When do you cross the line that divides freedom of speech from treason?
Does anyone remember treason? It's the only offense other than murder and kidnapping that is punishable by death. Most people justify inappropriate statements and accusations as freedom of speech when in actuality, they don't know what that amendment means.
The only (legal) dividing line between absolute and total carte blanche freedom of speech is *TRUTH*. The only exceptions I can think of are a professional standard of confidentiality (and, incidentally, an absolutely unambiguous mandate of compliance therewith!) such as among medical professionals, and those in my field of (special) education, and those folks who, with a high security clearance and the access to very priviliged and/or volatile information, work perhaps in government or nuclear science, who have voluntarily and of sound mind, accepted such free speech restrictions as a condition of their work and position. Again, barring those, and maybe a smattering of similarly sensitive examples where said basic human rignt is FREELY sacrificed, the only standard to which most of us are held wrt to free speech/press/expression is truth, or perhaps, with regard to art and/or nudity or hateful expression, or that which directly and deliberately incites violence or other illegal behavior. In general, the truth is our shield, our right, and our responsibility.
You may cross the line when what is done is harmful to others and a danger to the common well being of all. True we have freedoms in the country of America, yet there is a certain line that when crossed, can get you in a world of hurt.
I'm with you, but again that raises the question about the bounty in Florida for Zimmerman and the threatening speech by Farrakhan.
The way the line is crossed makes all the difference..as they say.."action speaks louder than words"!I know of one that had written treasonous things and made threats on the internet, and even though they were young, got arrested and held.

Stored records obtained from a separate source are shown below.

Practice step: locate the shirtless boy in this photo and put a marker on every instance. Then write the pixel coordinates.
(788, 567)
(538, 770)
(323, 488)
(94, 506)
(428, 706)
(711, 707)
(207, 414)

First, under U.S. federal law, "inappropriate statements and actions" do NOT ever translate to treason.
It is just that nowadays, a number of people are of the mistaken impression that when someone or some entity is harshly critical of President Obama -- and/or accuse him of being such things as a socialist and anti-American -- they are committing treason.

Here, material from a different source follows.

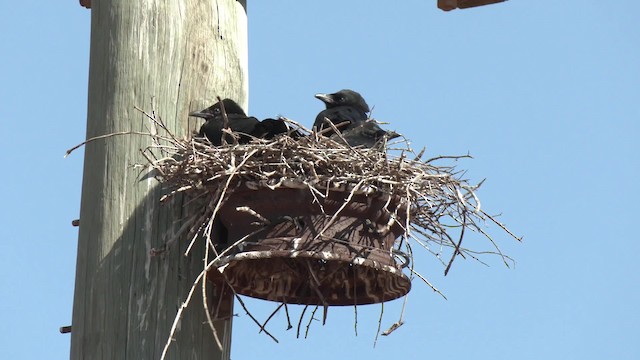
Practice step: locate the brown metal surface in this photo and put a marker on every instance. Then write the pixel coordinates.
(289, 261)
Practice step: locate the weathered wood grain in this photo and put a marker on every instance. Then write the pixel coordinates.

However, being highly critical of a president or accusing one of being an "enemy of the State" never comes anywhere close to being treason. Such expressions are merely examples of "freedom of speech."
For example, most would consider it to be totally inappropropriate to state that a president is a "rotten anti-American S.O.B.," or that one is a "traitor who is siding with the enemies of the U.S."
However, even though such statements might be in "bad taste" or "way over the top," they are in no way treasonous. They are nothing more than episodes of particular individuals or entities venting or spouting "what's on their minds."
The only time it is treason is when an individual or entity gets caught in the act of helping an enemy of the U.S. to inflict harm on the country and/or its inhabitants.
Furthermore, the only places in which is it treasonous to be openly critical of national leaders -- and to publicly express "inappropriate things" about them -- is such societies as Cuba, North Korea and Red China.
In summation, in the United States of America, there is no such thing as "crossing the line that divides freedom of speech from treason."
Thx for a fact-f'ld parsing of the wide gap (in US law) btw'n "unprotected speech" and "levying war against (The US), or in adhering to their enemies, giving them aid or comfort". Not at all akin to falsely yelling "fire!" in theatre, a misdemeaner.